Keeping in mind that “digital zoom” is not what might be wished, here’s a closer look:
This was just one goose. Possibly its mate was out and about, looking for a better spot. But what happens if the newcomers decide to stay and sit on a couple of eggs until they hatch? And the ospreys that built the nest come back and find them there?
Geese taking over osprey nests, I learned online, are nothing new. In 1987 the Journal of Raptor Research, published by the Raptor Research Foundation in Waco, Texas, reported the results of a five-year study of nest site competition between Canada geese and ospreys at Lake Almanor in California. The lake is in Plumas County, about 60 miles east of Red Bluff.
Daniel Airola had observed dozens of osprey nests near the lake over five springtime nesting seasons from 1980 through 1984. “My observations show,” he wrote, “that Canada geese can appropriate and successfully defend a nest site from ospreys, causing osprey reproductive failure. Results support (a previous researcher’s) conclusion that conflicts are most likely to occur during years with cold spring weather.”
Reproductive failure? That sounds serious. But Airola adds a reassuring note: “Effects of nest site competition on reproduction by both species appear to be minimal…. Geese disrupt osprey reproduction too seldom to substantially affect the osprey population at Lake Almanor.”
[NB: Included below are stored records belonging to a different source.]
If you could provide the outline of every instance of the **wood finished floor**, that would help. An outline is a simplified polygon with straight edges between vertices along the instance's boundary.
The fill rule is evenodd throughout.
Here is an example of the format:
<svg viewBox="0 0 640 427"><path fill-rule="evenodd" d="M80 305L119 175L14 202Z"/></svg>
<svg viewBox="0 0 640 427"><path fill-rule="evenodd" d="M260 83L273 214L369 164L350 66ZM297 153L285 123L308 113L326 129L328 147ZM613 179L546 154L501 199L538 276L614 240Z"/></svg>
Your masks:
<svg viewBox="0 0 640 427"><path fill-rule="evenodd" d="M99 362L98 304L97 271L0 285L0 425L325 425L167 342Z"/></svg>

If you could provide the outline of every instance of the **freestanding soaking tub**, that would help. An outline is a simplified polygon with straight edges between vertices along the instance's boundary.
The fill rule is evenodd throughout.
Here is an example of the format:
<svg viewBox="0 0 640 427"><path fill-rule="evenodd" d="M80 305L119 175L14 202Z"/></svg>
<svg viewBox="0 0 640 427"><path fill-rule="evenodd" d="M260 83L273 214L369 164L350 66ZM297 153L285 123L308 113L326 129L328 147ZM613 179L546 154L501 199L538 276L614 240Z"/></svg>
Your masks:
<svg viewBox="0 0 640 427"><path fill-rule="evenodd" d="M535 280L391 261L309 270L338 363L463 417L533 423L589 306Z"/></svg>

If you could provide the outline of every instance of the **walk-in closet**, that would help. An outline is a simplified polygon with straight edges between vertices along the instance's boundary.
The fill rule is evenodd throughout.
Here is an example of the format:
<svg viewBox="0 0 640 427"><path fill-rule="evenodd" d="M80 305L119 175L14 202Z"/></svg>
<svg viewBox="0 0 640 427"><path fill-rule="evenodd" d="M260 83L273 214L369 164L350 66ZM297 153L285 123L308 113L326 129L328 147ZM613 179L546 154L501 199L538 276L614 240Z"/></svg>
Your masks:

Let’s hope that what was true on one lake in the Sierra Nevada in the 1980s holds true even now, and in the Willamette Valley too. (hh)
Hey, how ’bout this! The Osprey’s might apply for a CARA-sell forgiveable loan to fund a new site. They do “live” in the qualifying area. JE
This same phenomena occurred a few years ago, only on one of the pylons upstream from the Ellsworth St. bridge. We were fortunate enough to watch later when one of the goslings was pushed from the nest by one of the parents. It was a long fall, bit of a splash and it swam away. Another one of those times when we wished we had our camera!!!
Perhaps CARA could begin a proper nest-building program across the length of the bridge, commissioning goose nests, then osprey nests and other nests of other winged creatures. Affordable housing so that all birds might avoid living on the street.
Birds of a feather. “…likely to occur during years with cold spring weather.”
Foreshadowing what is in store for us in the coming weeks?